Encouraging children to think for themselves
Practitioners need to ensure that all children get the opportunity to experience different types of toys to allow them to develop a range of skills for the future. Stereotyped ideas about what’s suitable for boys or girls can limit children’s opportunities to learn and develop. Here are some ideas to encourage children to think of themselves as individuals, rather than editing their choices through a gender filter:
Create a safe space
You can help children by affirming unconventional choices, reassuring them that it’s OK to be different and encouraging a culture of acceptance. For example, a parent may question boys dressing up as princesses – your role is to support the children in their choices.
Challenge stereotypes when you hear them
“Why can’t a boy wear pink? My dad does.”
“Why can’t girls like football? My wife plays for our local women’s team.” Children are often very keen to police one another and make sure their peers follow the gender rules they’ve learned. You can set the example by questioning them, and offering counterexamples from your own experience.
Provide a range of role models
Similarly, give children real-life examples that counter stereotypes, both in your own activities and with external visitors. Ask for female fire fighters, male nurses or female police officers when there’s an outside visit. Join in with football if you’re a woman, do a bit of knitting as a man.
Make the most of books
Take a look at the stories and factual books in your classroom.
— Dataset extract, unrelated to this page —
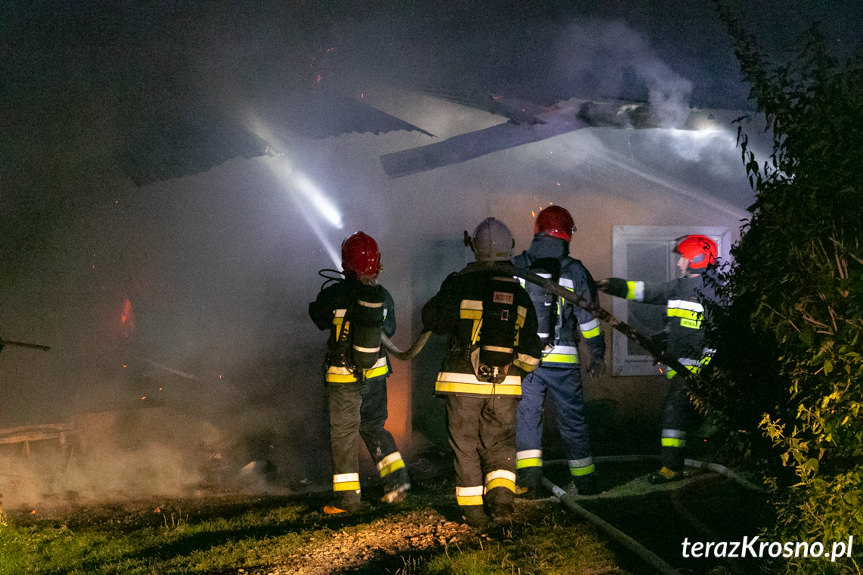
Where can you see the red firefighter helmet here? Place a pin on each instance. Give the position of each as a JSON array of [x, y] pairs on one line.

Are there examples of working women, caring fathers, active girls and creative boys? Labelling a bookshelf ‘Boys’ books’ might seem like a good way to encourage reluctant boy readers, but this can be counterproductive. It reminds boys of the stereotype that they are supposedly less interested in reading and encourages the idea that only certain interests are allowed.
Look at who uses which spaces and equipment
Do certain areas get dominated by particular groups, or by one gender? Are there changes or movements you could make to encourage children to feel equally free to use the home corner, the reading corner, the bikes, the Lego, outdoor space… Is it about colour coding and signage? Perhaps remove all the pink and blue!
Choose other ways to organise children
Using gender to divide the children up can be quick and convenient, but it gives them the constant message that being a boy or a girl is the most important thing about them. Thinking of other ways to group children – perhaps by age, birthday, alphabetically – can be a subtle but effective way of encouraging them to think about their identity in different ways.
Use inclusive language
Small changes, like saying ‘children’ instead of ‘girls and boys’ or ‘families’ rather than ‘Mums and Dads’ can help to affirm the things we have in common rather than our differences.